Read full article here: SpeechTechMag
Semantic parsing and similar techniques can revolutionize natural language processing, according to Phil Cohen, chief scientist for artificial intelligence at Voicebox, a provider of voice technology for the automotive, mobile, home, and internet-connected devices markets. However, acquiring training data for each domain in each supported language remains cumbersome and expensive. This limitation has become increasingly significant as companies demand intelligent, conversational voice applications to support their global product strategies.
Late last week, Voicebox’s Advanced Technologies Team announced a significant innovation that reduces the burden of data collection. More important, the innovation helps overcome the challenge of parsing multilanguage utterances, known in linguistic circles as code-switching.
Voicebox’s approach applies the learning of one language to another. The team evaluated utterances in German, English, and a mix of both in a single utterance. They developed a neural network model, trained on both English- and German-only sentences. As part of a single semantic parsing process, this model transfers information from one language to the other, thus leveraging English data to reduce the amount of data needed for German.
As a result, performance on each language improved. The team also evaluated utterances that could contain a mix of both languages and weren’t in any of the training data. Results were similarly impressive.
“We’re excited about the ground-breaking benefits this innovation brings to users,” Cohen says.
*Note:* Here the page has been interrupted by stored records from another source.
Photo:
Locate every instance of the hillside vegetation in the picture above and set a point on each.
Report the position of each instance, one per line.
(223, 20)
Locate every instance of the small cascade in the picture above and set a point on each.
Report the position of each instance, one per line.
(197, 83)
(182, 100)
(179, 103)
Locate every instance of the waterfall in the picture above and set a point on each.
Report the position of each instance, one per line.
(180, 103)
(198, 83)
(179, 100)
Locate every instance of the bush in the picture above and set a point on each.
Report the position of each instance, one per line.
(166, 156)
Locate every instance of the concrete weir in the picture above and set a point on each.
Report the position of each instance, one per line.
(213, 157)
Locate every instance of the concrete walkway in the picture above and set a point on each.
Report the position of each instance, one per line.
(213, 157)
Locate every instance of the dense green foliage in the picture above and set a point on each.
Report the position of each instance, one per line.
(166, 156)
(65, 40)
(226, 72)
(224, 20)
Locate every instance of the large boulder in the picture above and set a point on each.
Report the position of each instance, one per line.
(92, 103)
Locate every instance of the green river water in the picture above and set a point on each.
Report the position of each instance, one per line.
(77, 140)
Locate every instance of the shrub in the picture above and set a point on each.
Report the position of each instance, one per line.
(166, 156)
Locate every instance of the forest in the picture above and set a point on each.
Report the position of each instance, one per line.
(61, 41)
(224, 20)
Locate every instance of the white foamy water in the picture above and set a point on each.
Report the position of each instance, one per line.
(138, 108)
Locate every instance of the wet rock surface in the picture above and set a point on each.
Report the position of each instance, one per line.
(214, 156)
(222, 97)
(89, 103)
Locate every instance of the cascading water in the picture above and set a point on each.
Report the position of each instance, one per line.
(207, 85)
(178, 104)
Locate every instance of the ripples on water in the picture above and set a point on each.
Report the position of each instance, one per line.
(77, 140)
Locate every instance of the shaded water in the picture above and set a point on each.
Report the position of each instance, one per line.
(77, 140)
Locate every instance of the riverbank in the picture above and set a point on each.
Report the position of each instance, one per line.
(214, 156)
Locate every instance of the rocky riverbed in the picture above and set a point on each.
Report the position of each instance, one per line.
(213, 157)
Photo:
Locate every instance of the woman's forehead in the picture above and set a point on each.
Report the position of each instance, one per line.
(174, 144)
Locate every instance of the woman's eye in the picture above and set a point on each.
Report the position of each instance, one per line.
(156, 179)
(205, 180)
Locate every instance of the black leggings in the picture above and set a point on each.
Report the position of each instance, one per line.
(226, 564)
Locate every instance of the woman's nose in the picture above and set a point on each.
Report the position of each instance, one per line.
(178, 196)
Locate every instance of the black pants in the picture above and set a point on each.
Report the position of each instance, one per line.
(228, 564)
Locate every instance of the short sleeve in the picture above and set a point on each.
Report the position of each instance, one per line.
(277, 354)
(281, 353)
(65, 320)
To date, voice navigation systems, for example, have struggled with multilingual use cases. This has been a serious usability issue in multilanguage regions, such as Europe or Asia, where code-switching is common. For example, a French person driving through Germany might ask a question in French. A person who is multi-lingual might ask a question or phrase a sentence in a mix of languages, using the language that best describes what he or she is discussing.
“My grandmother did this constantly,” Cohen says. “She said, ‘It sounds better this way.'”
Being able to offer multiple language speakers a multilanguage speech recognition solution in connected cars has been a problem for automotive companies ever since the first inception of connected cars at the end of the last decade, according to Cohen.
But the Voicebox development is only the first step in providing a true multilinguistic speech recognition system, he adds. A large company specializing in voice recognition would need to develop a comprehensive voice recognition system that then the auto manufacturers would need to add to their systems.
The new voice recognition systems come out every two years, according to Cohen. The new 2017 versions are out now. So the next versions will be out in 2019, with the next generation after that out in 2021.
Cohen says it is possible for a multilanguage voice recognition system to be ready for the 2019 models, and hinted that a company like Voicebox could develop it. While he wouldn’t go as far to say that customers were demanding such a system, he says that once such a system is available, customers will come to expect they have a car equipped with that capability.